Over two years on, and more manufacturers are still coming forward with admissions of testing misconduct with regards to emissions. Nissan is the latest in this line of automakers according to an article by Reuters, saying that they had improperly measured exhaust emissions for 19 vehicle models sold in Japan.
There's a couple of things to understand about this revelation. The first is that these procedures for emissions testing have always been voluntary, and not mandatory such as in other countries. As a result, there's no entirely definitive negative aspect of the results being falsified so to say.
That's not to say that falsifying data is right, but rather than there is much less impact in this case than, say, the diesel testing issues faced in the United States and Europe. As a result of this, 1.2 million cars were supposedly signed off by unqualified inspectors, and as such are subject to a recall.

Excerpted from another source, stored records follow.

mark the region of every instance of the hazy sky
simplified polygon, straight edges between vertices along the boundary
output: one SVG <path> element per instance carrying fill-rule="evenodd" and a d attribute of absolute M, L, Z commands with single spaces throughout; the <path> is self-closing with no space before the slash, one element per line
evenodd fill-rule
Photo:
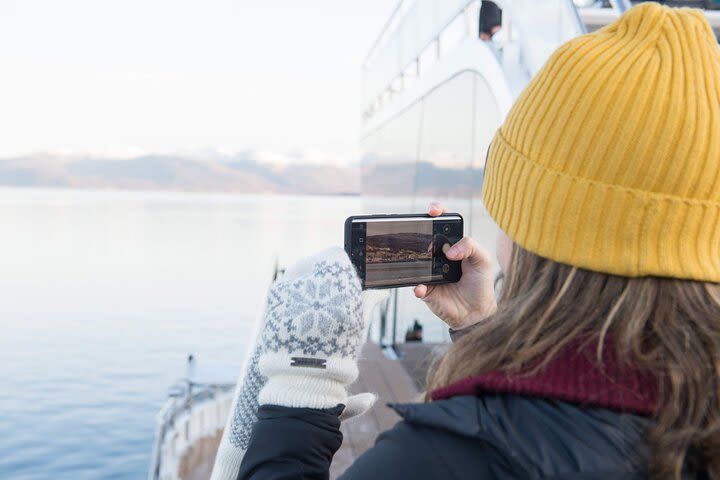
<path fill-rule="evenodd" d="M 0 0 L 0 157 L 351 155 L 395 0 Z"/>

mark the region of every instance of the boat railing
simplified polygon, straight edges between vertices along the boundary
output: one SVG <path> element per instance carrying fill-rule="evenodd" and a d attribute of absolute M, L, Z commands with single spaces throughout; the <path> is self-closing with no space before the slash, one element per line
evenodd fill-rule
<path fill-rule="evenodd" d="M 401 0 L 363 64 L 363 115 L 372 116 L 443 53 L 443 37 L 477 30 L 479 0 Z M 475 27 L 475 28 L 473 28 Z M 454 39 L 453 39 L 454 40 Z"/>
<path fill-rule="evenodd" d="M 178 419 L 191 413 L 194 405 L 201 405 L 206 403 L 206 401 L 215 400 L 221 395 L 227 395 L 228 392 L 235 387 L 233 376 L 236 373 L 237 369 L 232 367 L 214 367 L 200 371 L 197 369 L 192 355 L 188 357 L 188 367 L 185 378 L 170 387 L 168 390 L 168 398 L 156 416 L 155 440 L 150 460 L 148 480 L 158 480 L 161 478 L 162 446 L 166 441 L 168 432 L 171 432 L 178 425 Z M 192 436 L 192 432 L 188 429 L 190 425 L 193 424 L 193 422 L 185 422 L 185 428 L 181 429 L 187 442 L 190 440 L 189 437 Z M 208 426 L 213 429 L 216 429 L 217 424 L 224 424 L 224 418 L 208 422 Z M 207 430 L 205 427 L 204 425 L 199 425 L 200 430 L 203 431 L 197 433 L 207 434 L 208 432 L 204 431 Z"/>

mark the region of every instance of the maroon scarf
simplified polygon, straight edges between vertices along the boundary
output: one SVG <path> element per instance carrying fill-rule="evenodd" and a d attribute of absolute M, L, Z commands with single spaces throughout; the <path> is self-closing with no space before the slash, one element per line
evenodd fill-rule
<path fill-rule="evenodd" d="M 468 377 L 433 391 L 432 399 L 500 393 L 654 414 L 658 402 L 657 379 L 622 365 L 615 356 L 615 348 L 607 344 L 603 361 L 598 365 L 593 347 L 594 344 L 580 350 L 577 344 L 572 345 L 535 375 L 491 372 Z"/>

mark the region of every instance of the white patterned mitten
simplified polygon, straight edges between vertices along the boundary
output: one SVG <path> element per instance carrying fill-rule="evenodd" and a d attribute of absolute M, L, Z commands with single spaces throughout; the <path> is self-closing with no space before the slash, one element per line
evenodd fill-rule
<path fill-rule="evenodd" d="M 258 398 L 260 404 L 289 407 L 343 404 L 342 419 L 364 413 L 375 401 L 373 394 L 348 397 L 345 391 L 357 378 L 367 325 L 360 280 L 341 248 L 288 268 L 270 288 L 260 326 L 260 338 L 238 381 L 211 480 L 237 478 L 257 421 Z"/>
<path fill-rule="evenodd" d="M 295 265 L 270 292 L 260 372 L 267 377 L 260 405 L 332 408 L 343 419 L 367 411 L 375 395 L 348 397 L 367 325 L 362 288 L 341 248 Z"/>
<path fill-rule="evenodd" d="M 267 307 L 265 311 L 267 312 Z M 243 372 L 238 379 L 230 416 L 225 424 L 210 480 L 235 480 L 250 443 L 252 426 L 257 421 L 258 393 L 265 384 L 265 377 L 260 374 L 258 368 L 258 360 L 262 353 L 259 336 L 266 321 L 263 319 L 259 322 L 259 333 L 255 334 L 256 341 L 251 344 L 254 348 L 245 361 Z"/>

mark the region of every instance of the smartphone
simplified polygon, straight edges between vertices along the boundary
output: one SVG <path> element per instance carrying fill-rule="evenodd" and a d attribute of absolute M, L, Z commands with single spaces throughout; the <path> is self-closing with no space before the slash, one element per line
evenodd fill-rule
<path fill-rule="evenodd" d="M 443 249 L 463 238 L 463 218 L 424 214 L 358 215 L 345 220 L 345 251 L 364 289 L 460 280 L 459 261 Z"/>

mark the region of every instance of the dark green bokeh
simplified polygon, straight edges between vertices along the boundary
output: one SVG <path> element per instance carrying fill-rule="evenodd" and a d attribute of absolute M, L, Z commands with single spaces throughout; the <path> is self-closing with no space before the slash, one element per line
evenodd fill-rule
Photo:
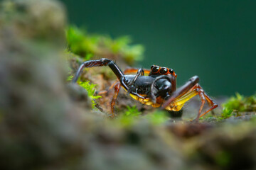
<path fill-rule="evenodd" d="M 173 68 L 178 85 L 198 75 L 212 96 L 256 91 L 255 1 L 63 1 L 70 23 L 143 44 L 138 67 Z"/>

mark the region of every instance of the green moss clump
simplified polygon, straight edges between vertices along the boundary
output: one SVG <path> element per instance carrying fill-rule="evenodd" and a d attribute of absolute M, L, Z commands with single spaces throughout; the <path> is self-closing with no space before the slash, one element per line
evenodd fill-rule
<path fill-rule="evenodd" d="M 95 99 L 97 99 L 102 97 L 100 96 L 95 96 L 95 87 L 97 86 L 97 84 L 90 84 L 90 81 L 79 81 L 78 84 L 87 91 L 88 96 L 92 99 L 92 108 L 95 108 L 96 104 Z"/>
<path fill-rule="evenodd" d="M 245 97 L 238 93 L 223 104 L 222 117 L 227 118 L 233 115 L 233 111 L 252 112 L 256 111 L 256 94 Z"/>
<path fill-rule="evenodd" d="M 141 45 L 131 45 L 129 36 L 112 39 L 110 36 L 90 34 L 85 29 L 70 26 L 66 30 L 68 50 L 85 60 L 90 60 L 95 55 L 100 57 L 118 56 L 132 64 L 143 59 L 144 47 Z"/>

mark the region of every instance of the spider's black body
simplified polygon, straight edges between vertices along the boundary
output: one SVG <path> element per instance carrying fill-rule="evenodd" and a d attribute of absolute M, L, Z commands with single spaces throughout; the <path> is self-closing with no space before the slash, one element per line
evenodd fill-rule
<path fill-rule="evenodd" d="M 84 67 L 108 66 L 117 76 L 119 82 L 114 87 L 114 96 L 111 102 L 112 116 L 114 116 L 114 106 L 122 86 L 134 99 L 153 107 L 160 107 L 168 110 L 178 111 L 185 102 L 196 95 L 199 95 L 202 104 L 200 108 L 198 120 L 201 115 L 206 101 L 211 106 L 202 115 L 216 108 L 215 103 L 203 91 L 198 84 L 199 78 L 193 76 L 183 86 L 176 90 L 176 74 L 172 69 L 160 67 L 153 65 L 150 69 L 128 69 L 124 74 L 118 66 L 108 59 L 90 60 L 83 62 L 78 70 L 73 79 L 76 82 Z M 148 76 L 144 76 L 144 72 Z M 136 74 L 126 74 L 136 73 Z M 201 116 L 202 116 L 201 115 Z"/>

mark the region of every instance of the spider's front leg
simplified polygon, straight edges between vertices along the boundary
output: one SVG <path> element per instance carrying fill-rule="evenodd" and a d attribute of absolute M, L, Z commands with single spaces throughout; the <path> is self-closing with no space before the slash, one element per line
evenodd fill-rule
<path fill-rule="evenodd" d="M 180 110 L 187 101 L 196 95 L 199 95 L 202 102 L 198 115 L 195 119 L 196 121 L 198 120 L 199 118 L 215 108 L 218 105 L 205 93 L 202 87 L 198 84 L 198 76 L 193 76 L 187 83 L 178 88 L 171 95 L 170 98 L 163 104 L 162 108 L 168 109 L 169 107 L 175 106 L 177 110 Z M 210 108 L 201 115 L 201 113 L 206 101 L 207 101 Z"/>
<path fill-rule="evenodd" d="M 134 84 L 136 80 L 138 79 L 138 77 L 139 76 L 144 76 L 144 70 L 142 69 L 139 69 L 138 71 L 137 72 L 137 74 L 136 74 L 134 78 L 132 81 L 128 82 L 128 84 L 127 84 L 127 87 L 128 87 L 127 94 L 130 94 L 132 92 L 132 91 L 135 88 Z"/>

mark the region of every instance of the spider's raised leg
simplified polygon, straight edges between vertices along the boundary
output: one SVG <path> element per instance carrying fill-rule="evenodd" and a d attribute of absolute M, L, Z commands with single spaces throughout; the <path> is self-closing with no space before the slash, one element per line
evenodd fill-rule
<path fill-rule="evenodd" d="M 116 74 L 117 79 L 120 80 L 124 74 L 118 66 L 112 61 L 108 59 L 100 59 L 97 60 L 90 60 L 84 62 L 79 67 L 77 73 L 75 74 L 75 78 L 73 80 L 73 82 L 75 83 L 78 81 L 78 77 L 82 72 L 82 69 L 88 67 L 102 67 L 102 66 L 109 66 L 113 72 Z"/>
<path fill-rule="evenodd" d="M 82 70 L 83 68 L 85 67 L 102 67 L 102 66 L 108 66 L 110 67 L 110 68 L 113 71 L 113 72 L 114 73 L 114 74 L 117 76 L 117 79 L 119 79 L 119 81 L 121 83 L 122 86 L 124 87 L 124 89 L 125 90 L 128 90 L 128 86 L 126 84 L 126 79 L 125 79 L 125 75 L 124 74 L 124 73 L 121 71 L 121 69 L 118 67 L 118 66 L 114 62 L 114 61 L 108 60 L 108 59 L 100 59 L 97 60 L 89 60 L 89 61 L 86 61 L 85 62 L 83 62 L 80 67 L 79 67 L 74 79 L 73 80 L 73 83 L 75 83 L 78 79 L 78 77 L 80 76 L 80 74 L 82 72 Z M 144 97 L 140 96 L 139 94 L 132 91 L 131 94 L 135 95 L 137 97 L 142 98 L 145 98 Z"/>
<path fill-rule="evenodd" d="M 162 108 L 169 110 L 171 109 L 171 106 L 175 106 L 176 109 L 179 110 L 187 101 L 196 95 L 199 95 L 202 103 L 196 118 L 196 121 L 199 119 L 199 118 L 216 108 L 218 105 L 212 99 L 210 99 L 208 96 L 207 96 L 202 87 L 198 84 L 198 81 L 199 78 L 198 76 L 195 76 L 192 77 L 189 81 L 183 86 L 178 88 L 177 91 L 171 95 L 170 98 L 163 104 Z M 201 115 L 203 106 L 206 103 L 206 100 L 208 101 L 210 108 Z M 172 103 L 174 103 L 173 106 L 171 105 Z"/>
<path fill-rule="evenodd" d="M 117 98 L 118 96 L 118 93 L 120 90 L 120 87 L 121 87 L 120 82 L 117 82 L 116 84 L 116 85 L 114 86 L 114 94 L 113 98 L 111 101 L 111 113 L 112 113 L 111 117 L 112 118 L 114 117 L 114 104 L 117 101 Z"/>
<path fill-rule="evenodd" d="M 124 71 L 124 74 L 131 74 L 131 73 L 137 73 L 138 71 L 139 71 L 139 69 L 135 69 L 135 68 L 128 68 L 128 69 L 126 69 Z M 150 69 L 143 69 L 144 74 L 149 74 L 151 72 Z"/>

This discovery was a result of voluntary compliance checks, during which it was found that 1,200 Nissan vehicles out of 2,200 sample tests across five locations had some form of data falsification. Testing routes and durations did not follow Japanese testing standards, and equipment had not been calibrated properly.
So far, Nissan is blaming the issue on a lack of certified inspectors and manpower to properly conduct the testing. Once again, it is important to note that emissions and efficiency still falls within brochure figures, so this issue is more one of legislation and paperwork than outright cheating. That being said, Nissan's share prices dropped 5% following the news, so the market certainly doesn't view it as such.